Conference realignment has shaken up the college football landscape over the past several years, but we’re finally witnessing the on-field effects of the most recent moves: Big Ten fans are beating their chests after Rutgers defeated Pac-12 opponent Washington State on Thursday; Louisville moved to 1-0 in the ACC standings after its win over Miami; and this Saturday, Notre Dame will play its last game against long-time rival Michigan to accommodate its new ACC opponents.
What won’t make ESPN or Fox Sports 1 are the secondary impacts on each athletic department’s bottom line.
Big Ten excitement and a much improved home schedule has vaulted Rutgers’ season ticket sales to record heights. The school has reportedly sold over 30,000 season ticket packages, a school record. It’s Big Ten opener against Penn State in September has already sold out weeks before kickoff. Donations to athletics are expected to increase 25 to 30 percent from the prior fiscal year.
Louisville has had similar success, also reporting a school record 46,149 season tickets sold. With home games against Miami and top-ranked Florida State, Louisville also has more valuable inventory to sell to corporate partners.

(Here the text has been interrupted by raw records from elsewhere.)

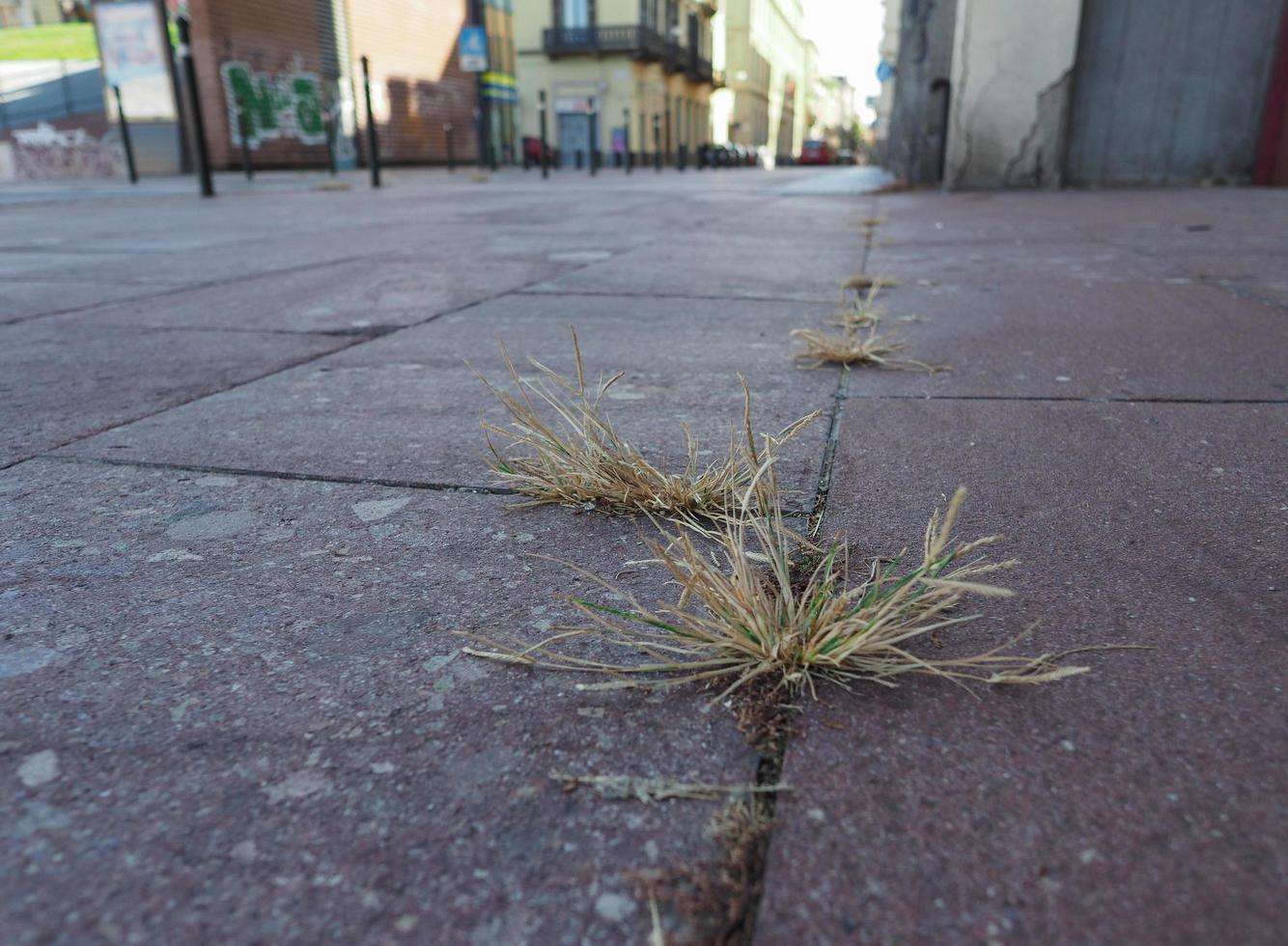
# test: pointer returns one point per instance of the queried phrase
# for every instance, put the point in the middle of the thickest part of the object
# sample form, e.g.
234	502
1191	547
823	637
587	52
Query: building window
575	14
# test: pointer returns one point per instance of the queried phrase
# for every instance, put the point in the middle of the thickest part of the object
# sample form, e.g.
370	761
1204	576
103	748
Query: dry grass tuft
743	616
852	347
862	313
862	281
562	448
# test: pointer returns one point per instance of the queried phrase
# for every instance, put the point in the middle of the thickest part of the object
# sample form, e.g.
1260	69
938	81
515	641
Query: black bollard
199	126
545	153
126	137
373	142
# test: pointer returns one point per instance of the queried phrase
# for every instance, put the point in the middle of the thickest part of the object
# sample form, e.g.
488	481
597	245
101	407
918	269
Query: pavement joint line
1055	400
669	295
1239	292
173	290
770	767
431	486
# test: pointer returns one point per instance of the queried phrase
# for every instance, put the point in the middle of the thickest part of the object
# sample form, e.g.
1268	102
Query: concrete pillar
1013	69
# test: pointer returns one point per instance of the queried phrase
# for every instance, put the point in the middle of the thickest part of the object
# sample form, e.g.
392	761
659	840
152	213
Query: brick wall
411	45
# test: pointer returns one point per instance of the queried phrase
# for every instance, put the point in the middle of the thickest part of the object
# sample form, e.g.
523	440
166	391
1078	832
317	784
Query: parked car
816	153
532	153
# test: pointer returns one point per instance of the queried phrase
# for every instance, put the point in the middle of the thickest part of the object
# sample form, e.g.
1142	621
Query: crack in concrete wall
1037	161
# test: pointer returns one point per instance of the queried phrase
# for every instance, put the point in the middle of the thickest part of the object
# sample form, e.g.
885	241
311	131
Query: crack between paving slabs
770	766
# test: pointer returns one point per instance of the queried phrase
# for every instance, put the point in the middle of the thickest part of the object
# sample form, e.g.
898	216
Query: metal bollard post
126	137
545	154
199	125
373	142
243	125
328	127
626	138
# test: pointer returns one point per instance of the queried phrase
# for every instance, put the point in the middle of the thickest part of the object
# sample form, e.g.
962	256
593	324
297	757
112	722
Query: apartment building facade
276	73
770	73
617	75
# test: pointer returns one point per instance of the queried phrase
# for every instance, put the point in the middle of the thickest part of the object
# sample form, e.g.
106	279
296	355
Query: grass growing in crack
715	902
562	448
853	347
862	313
743	616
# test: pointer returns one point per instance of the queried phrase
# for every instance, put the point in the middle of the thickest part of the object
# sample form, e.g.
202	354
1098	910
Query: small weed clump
743	616
562	448
852	348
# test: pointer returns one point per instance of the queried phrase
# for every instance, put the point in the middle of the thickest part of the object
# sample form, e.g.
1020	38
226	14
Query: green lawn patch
54	42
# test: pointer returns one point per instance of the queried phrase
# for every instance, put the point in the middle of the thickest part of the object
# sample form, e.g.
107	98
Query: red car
816	153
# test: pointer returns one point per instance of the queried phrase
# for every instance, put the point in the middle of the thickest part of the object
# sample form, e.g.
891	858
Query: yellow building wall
616	81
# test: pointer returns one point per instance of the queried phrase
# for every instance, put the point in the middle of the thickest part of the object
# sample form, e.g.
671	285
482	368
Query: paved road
242	517
35	91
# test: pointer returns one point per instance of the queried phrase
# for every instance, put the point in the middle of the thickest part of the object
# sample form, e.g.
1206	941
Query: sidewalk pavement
243	514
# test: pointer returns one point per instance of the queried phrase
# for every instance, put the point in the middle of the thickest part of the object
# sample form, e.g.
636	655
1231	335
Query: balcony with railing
637	42
697	69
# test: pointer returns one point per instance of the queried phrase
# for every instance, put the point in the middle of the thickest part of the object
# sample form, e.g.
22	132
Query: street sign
473	49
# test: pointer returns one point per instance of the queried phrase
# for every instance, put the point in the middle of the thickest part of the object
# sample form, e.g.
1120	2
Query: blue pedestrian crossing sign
471	49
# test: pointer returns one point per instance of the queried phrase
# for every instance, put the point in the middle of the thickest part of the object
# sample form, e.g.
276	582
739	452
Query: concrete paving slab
708	338
1138	803
236	710
412	424
991	262
720	265
61	382
1057	338
22	299
361	295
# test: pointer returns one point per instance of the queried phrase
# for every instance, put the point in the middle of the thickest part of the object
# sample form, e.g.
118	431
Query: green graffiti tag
284	106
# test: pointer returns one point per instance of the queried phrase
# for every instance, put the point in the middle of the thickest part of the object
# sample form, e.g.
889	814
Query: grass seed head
560	447
853	348
744	614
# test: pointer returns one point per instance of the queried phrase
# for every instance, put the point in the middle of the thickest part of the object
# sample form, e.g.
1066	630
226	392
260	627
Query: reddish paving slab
235	710
61	382
1138	803
723	265
1060	338
358	295
406	408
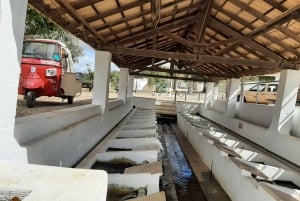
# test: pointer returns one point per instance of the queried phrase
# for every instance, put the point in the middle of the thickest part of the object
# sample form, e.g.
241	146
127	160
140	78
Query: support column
232	92
101	79
130	86
123	81
285	102
12	23
209	95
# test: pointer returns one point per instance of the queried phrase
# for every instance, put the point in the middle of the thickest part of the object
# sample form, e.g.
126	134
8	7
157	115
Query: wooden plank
194	57
179	39
163	27
153	168
217	25
170	77
75	15
202	21
116	10
153	197
184	72
285	16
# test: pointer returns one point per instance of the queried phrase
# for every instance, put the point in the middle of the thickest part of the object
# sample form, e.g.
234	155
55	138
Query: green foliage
114	79
38	26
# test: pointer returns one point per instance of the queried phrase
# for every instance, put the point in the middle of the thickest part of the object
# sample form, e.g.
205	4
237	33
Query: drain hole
112	167
117	149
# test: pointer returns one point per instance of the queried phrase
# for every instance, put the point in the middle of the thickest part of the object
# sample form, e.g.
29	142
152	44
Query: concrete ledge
239	177
151	181
36	126
53	183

The financial implications on athletic departments benefiting from past conference changes are well documented. Louisville and Rutgers, the clear winners in the reshuffling, will dramatically increase their revenues from major conference payouts from about $4 million annually to closer to $30 million, as each school moves towards becoming fully vested members.
Yet it’s difficult to predict how each athletic department will pan out long-term in their new and improved conferences by looking at past movers.
Utah provides the closest proxy of what to expect from these two new respective ACC and Big Ten newcomers, because its move also resulted in a step up in competition level. In the three years since Utah left the Mountain West Conference for the greener, and more competitive, pastures of the Pac-12, Utah’s revenue-generating programs have little to show in terms of on-field success.